Page 1 of 1

Filtering Data by Different Time Lengths

Posted: Mon Jan 19, 2009 1:55 am
by sdsportsfanatic
I have a database table storing users on my site. I want to be able to filter the users in 5 different ways (amt of favs, amt of views, amt of plays, amt of reviews, highest rating).

I have a table storing all favs on the site and all the reviews on the site; and I have fields for all users storing amt of views, amt of plays, and rating. I do not have trouble filtering by views, plays, and rating. I was unsure how to filter by favs and reviews, so I added those fields to the users table and they are updated accordingly.
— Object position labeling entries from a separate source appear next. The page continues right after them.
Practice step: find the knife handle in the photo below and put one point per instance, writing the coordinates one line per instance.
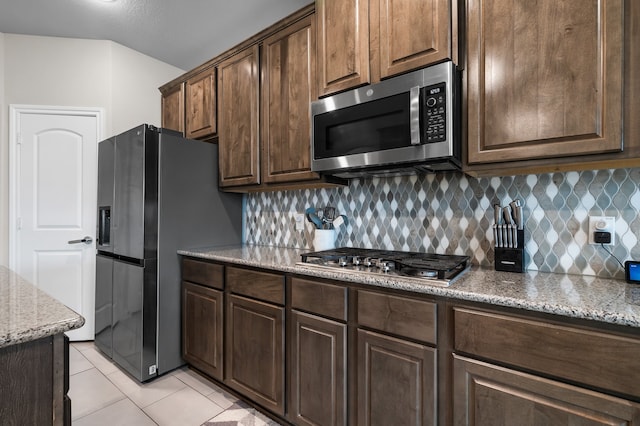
(497, 214)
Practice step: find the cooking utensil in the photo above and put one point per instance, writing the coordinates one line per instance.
(328, 215)
(313, 217)
(339, 221)
(497, 226)
(512, 233)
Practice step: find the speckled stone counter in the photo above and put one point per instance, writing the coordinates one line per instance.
(27, 313)
(586, 297)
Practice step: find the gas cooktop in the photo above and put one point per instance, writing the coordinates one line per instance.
(426, 268)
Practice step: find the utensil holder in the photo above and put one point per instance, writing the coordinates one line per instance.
(324, 239)
(511, 259)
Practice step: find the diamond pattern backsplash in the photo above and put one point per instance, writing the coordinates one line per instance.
(452, 213)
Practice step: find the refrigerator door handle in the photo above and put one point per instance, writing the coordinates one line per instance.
(104, 226)
(86, 240)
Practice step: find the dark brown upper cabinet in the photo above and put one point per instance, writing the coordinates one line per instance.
(361, 42)
(201, 105)
(544, 79)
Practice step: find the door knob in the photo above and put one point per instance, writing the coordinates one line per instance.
(86, 240)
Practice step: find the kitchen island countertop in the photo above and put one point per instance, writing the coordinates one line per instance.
(578, 296)
(27, 313)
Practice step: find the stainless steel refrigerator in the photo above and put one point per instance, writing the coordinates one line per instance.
(157, 193)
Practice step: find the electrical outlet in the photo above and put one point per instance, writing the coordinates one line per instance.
(599, 224)
(299, 219)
Now I do not have trouble filtering any of those parameters. But I would like to take the filters further, and filter the same data, but only account for numbers accumulated over the past day, the past week, and the past month, in addition to all time. ie: filtering all time may display that a user has 102 views, but filtering by today would give them only 3.

I am unsure if this is possible. My one idea involves making a table for every parameter and storing each statistic with a timestamp. If I had to do that I would have multiple tables with over 1,000,000 entries. This would mean storing every view, every play, etc. If this is the only way to execute my goal, I would still need assistance. How could I filter the users based on the amount of entries they have in another table? I am a little new to MySQL so I am unfamiliar with how this is done.
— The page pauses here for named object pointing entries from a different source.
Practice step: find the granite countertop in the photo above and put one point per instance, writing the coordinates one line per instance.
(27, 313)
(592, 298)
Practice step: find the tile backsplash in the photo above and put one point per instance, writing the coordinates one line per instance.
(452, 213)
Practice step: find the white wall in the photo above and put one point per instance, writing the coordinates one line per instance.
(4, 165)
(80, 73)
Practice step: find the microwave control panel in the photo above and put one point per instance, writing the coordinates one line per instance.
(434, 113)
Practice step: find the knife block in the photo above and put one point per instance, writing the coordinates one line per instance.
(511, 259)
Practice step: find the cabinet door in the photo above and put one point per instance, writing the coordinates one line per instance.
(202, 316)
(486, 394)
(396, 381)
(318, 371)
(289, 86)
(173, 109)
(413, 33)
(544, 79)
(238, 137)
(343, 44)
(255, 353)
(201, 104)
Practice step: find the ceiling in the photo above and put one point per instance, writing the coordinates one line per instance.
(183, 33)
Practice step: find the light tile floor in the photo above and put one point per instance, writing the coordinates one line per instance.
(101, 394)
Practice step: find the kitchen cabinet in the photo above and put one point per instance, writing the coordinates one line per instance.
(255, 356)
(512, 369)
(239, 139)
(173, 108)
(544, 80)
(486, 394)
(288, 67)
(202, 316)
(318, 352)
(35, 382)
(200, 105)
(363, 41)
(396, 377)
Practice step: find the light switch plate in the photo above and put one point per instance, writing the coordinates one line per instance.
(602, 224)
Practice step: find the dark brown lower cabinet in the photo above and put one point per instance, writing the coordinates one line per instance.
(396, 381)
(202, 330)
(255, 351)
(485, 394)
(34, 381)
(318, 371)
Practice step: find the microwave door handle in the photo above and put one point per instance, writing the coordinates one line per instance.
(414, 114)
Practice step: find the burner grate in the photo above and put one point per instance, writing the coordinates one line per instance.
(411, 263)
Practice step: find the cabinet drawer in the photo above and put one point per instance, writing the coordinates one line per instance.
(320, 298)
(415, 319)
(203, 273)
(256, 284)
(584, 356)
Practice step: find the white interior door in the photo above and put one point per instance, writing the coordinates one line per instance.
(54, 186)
Is there any easier way to do this? As you can see, I am new to the forum. I don't really like to register on a new forum and ask for help before contributing anything; but I've really hit the wall on this one and I couldn't find any solutions by searching online. I appreciate your help.
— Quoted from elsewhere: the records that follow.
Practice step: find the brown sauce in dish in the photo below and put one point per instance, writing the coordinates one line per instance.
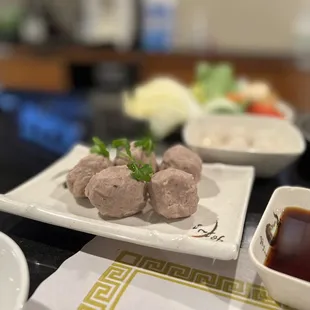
(290, 253)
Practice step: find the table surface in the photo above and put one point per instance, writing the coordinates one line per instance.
(46, 247)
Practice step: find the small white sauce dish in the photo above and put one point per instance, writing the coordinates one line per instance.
(284, 289)
(271, 144)
(14, 275)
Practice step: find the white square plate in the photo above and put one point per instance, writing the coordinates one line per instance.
(215, 230)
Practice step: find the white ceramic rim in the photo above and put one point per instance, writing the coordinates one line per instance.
(293, 127)
(256, 237)
(23, 266)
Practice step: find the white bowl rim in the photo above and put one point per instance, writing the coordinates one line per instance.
(24, 291)
(293, 127)
(259, 229)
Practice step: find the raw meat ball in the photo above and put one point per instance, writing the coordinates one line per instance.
(182, 158)
(115, 193)
(173, 193)
(139, 155)
(79, 176)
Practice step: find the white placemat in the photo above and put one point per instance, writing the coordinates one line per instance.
(109, 274)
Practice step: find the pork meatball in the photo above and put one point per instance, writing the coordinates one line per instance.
(79, 176)
(173, 193)
(182, 158)
(139, 155)
(115, 193)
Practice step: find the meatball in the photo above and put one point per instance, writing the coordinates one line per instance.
(182, 158)
(79, 176)
(139, 155)
(173, 193)
(115, 193)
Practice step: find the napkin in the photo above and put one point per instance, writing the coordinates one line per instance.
(109, 274)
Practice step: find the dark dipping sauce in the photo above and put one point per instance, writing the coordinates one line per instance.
(290, 253)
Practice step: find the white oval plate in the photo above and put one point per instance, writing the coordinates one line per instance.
(14, 275)
(215, 230)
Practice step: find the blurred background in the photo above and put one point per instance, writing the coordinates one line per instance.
(65, 65)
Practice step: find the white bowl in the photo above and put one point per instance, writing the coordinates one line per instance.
(285, 289)
(14, 275)
(266, 163)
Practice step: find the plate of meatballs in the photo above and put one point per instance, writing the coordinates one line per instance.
(123, 191)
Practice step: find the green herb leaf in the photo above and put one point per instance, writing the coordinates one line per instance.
(122, 143)
(143, 173)
(146, 144)
(99, 147)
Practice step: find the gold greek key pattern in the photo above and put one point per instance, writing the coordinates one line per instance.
(109, 288)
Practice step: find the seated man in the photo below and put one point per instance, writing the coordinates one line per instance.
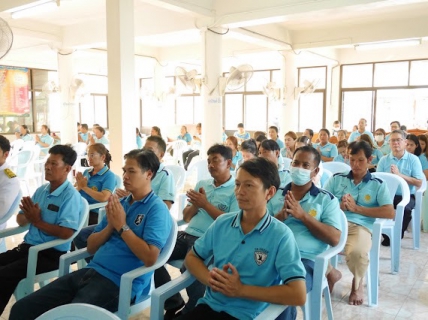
(252, 253)
(210, 199)
(131, 235)
(9, 183)
(407, 166)
(363, 198)
(312, 214)
(53, 213)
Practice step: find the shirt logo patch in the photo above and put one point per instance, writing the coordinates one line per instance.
(139, 219)
(260, 256)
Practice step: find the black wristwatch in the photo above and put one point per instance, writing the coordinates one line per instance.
(125, 227)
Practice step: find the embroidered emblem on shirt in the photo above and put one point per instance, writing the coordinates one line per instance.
(139, 219)
(260, 256)
(9, 173)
Re: Filtering Data by Different Time Lengths

Posted: Mon Jan 19, 2009 2:19 am
by VladSun
[sql]WHERE   `date` BETWEEN $filter_date1 AND $filter_date2[/sql]

Re: Filtering Data by Different Time Lengths

Posted: Mon Jan 19, 2009 2:32 am
by sdsportsfanatic
VladSun wrote:[sql]WHERE   `date` BETWEEN $filter_date1 AND $filter_date2[/sql]
I'm not sure this helps me. The users table does not have the `date` field that I want to filter by. The `date` should be referring to views or plays, selecting the ones that occurred during that timespan, and then determining which user has the most so that they can be displayed first. It is kind of difficult to explain so here is the site so you can see what I'm working with:

http://www.sdsportsfanatic.com/temp/iam ... rtists.php

A user should be able to click one of the rectangle box links (rank, peak, favs, etc) and then click on one of the time restrictions (today, this week, this month, all time) and have the data further filtered.

Re: Filtering Data by Different Time Lengths

Posted: Mon Jan 19, 2009 2:38 am
by VladSun
sdsportsfanatic wrote:
VladSun wrote:[sql]WHERE   `date` BETWEEN $filter_date1 AND $filter_date2[/sql]
I'm not sure this helps me. The users table does not have the `date` field that I want to filter by. The `date` should be referring to views or plays, selecting the ones that occurred during that timespan, and then determining which user has the most so that they can be displayed first.
It's obvious that you shouldn't filter the users table, but the contents table - use JOIN.
Also, it will be much more helpful if you post your DB schema.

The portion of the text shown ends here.